1998, the scandal is revealed
|| The pottok (pronounced potiok) is a hardy pony, typical of France's Basque region and especially well-suited to a mountain environment. The breed, which can be traced back thousands of years, has long been subjected to ear-docking and shackling.
One Voice was alerted to the pottoks' plight by tourists who were shocked to come across thin, distressed ponies. An investigator rapidly confirmed that the ponies were indeed being mistreated.
In order to distinguish between pottoks from different herds, their sensitive ears are cut or notched using a knife or scissors.
To prevent the ponies from roaming onto the mountain roads, not all of which are equipped with cattle grids, and from there onto a main road, the local solution is to shackle them. A block of wood is clamped around the pony's leg, just above the hoof. This technique has been used for centuries to prevent the ponies from straying and to keep them within a confined perimeter where they are easy to see.
The shackled pottoks move as best they can. The shackle often twists around and sticks in the ground causing the pony to stumble, or bangs against its other leg.
Some shackles are relatively small. Others are bulky and heavy. The hair on the pottok's leg is soon rubbed away and the skin made raw, often to the point of bleeding. These wounds are left untended. Already on grassland the shackle makes life hard for the pony; among shrubs or on stones conditions are worse still.
Some breeders shackle their ponies for a few weeks each year.
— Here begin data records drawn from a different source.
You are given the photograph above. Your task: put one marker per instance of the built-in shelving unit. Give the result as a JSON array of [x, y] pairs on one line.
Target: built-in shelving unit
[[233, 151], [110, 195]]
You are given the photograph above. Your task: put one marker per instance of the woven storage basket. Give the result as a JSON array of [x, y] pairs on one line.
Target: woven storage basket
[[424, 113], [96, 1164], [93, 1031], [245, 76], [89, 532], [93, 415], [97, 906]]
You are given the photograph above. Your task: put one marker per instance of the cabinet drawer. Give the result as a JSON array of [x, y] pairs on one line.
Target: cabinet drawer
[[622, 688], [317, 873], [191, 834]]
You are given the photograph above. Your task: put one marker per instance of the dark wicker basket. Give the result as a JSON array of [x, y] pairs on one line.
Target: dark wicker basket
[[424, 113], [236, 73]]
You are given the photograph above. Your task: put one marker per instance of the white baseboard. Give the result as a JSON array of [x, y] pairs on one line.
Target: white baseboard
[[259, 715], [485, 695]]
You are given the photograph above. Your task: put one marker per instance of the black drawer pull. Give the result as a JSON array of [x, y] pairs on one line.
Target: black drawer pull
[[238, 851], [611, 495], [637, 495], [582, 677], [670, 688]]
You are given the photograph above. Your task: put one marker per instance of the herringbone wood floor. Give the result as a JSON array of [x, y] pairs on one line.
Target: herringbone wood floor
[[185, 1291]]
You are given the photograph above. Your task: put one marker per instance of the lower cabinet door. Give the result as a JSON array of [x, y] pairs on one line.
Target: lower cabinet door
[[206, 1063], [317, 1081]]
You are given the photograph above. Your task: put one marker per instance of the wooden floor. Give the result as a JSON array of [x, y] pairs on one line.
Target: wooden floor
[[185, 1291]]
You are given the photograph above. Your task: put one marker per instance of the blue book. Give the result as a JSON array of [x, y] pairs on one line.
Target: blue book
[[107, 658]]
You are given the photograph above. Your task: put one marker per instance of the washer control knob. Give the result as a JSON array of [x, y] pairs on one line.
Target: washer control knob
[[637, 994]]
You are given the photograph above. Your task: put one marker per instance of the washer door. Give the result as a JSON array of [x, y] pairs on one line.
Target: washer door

Others leave the shackles on all year round, and One Voice has filed a complaint against three such breeders. When free to move, a pottok will roam four to six kilometres a day. Shackled, it can hope to cover 200 to 400 metres at best. As a consequence, its hooves (which like human nails grow continuously), are not worn down. Sometimes a hoof can grow so long as to curl up at the end.
Maimed for life
Imagine if instead of being able to lay your hand flat, you could only ever rest your wrist. Eventually the bone would be deformed. This is the fate of shackled pottoks, preventing them from ever walking normally again. Even if the shackle is removed, their misshapen hooves prevent them from galloping or even cantering.
The pottoks' fat stomachs might give the impression they are well-fed. In reality they are undernourished from feeding only on grass, often grazing the same worn patch. Indeed, to eat their fill pottoks need to move from place to place, which isn't easy when shackled, and even then this isn't always enough. Only a rare few pottoks display solid muscles and a glossy coat. Good breeders feed their ponies extra hay, but sadly they are an exception.
One of the reasons the situation has deteriorated this far is European financial incentives. The pottok is an endangered breed, which incited the European Union to launch a scheme in support of pottok breeders. Sadly, the road to hell is paved with good intentions, as this has incited some unscrupulous individuals to breed "false" pottoks that end up as horse meat.One Voice has responded with legal action, a petition to ban shackling and ear-docking, and a formal request to install cattle grids that will prevent the ponies from wandering onto roads.